Er möchte Autos, made in China über das weltweite Saab Händlernetz vertreiben. „In zwei bis drei Jahren“, so Muller,“ werden chinesische Autos von etablierten Herstellern aus der Volksrepublik für 10.000 US $ verfügbar sein.“ Ausdrücklich nicht nannte er dabei den Namen des neuen Saab Partners Hawtai.

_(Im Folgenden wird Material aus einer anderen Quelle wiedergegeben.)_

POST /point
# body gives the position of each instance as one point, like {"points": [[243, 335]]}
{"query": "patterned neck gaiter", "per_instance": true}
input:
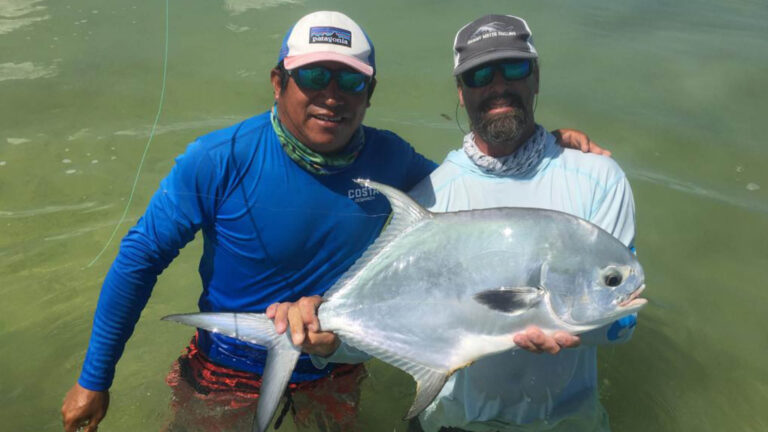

„Wir im Westen haben gelacht als die Japaner kamen und dann die Koreaner. Aber bei den Chinesen werden wir nicht lachen, denn China ist wie eine Dampfwalze.“

Muller glaubt nicht, dass die ersten billigen China Autos die höchste Sicherheitsmerkmale haben werden. „Aber über Preis und Ausstattungsfeatures werden sich die Kunden gewinnen lassen.“

Ja, die Visionen des Victor Muller. Preisbrecher aus China neben Qualitätsprodukten aus dem alten Europa über die gleichen Kanäle vertreiben. Mir persönlich ist diese Vorstellung ein Graus, aber schon in den letzten Jahren standen Saab in den Showrooms neben Korea-Chevys und Produkten aus Rüsselsheim. Auch das hat die Marke überlebt. Aber Visionen und schräge Ideen müssen erlaubt sein. Denn nichts ist unmöglich, alles ist im Umbruch, auch und besonders im automobilen Sektor.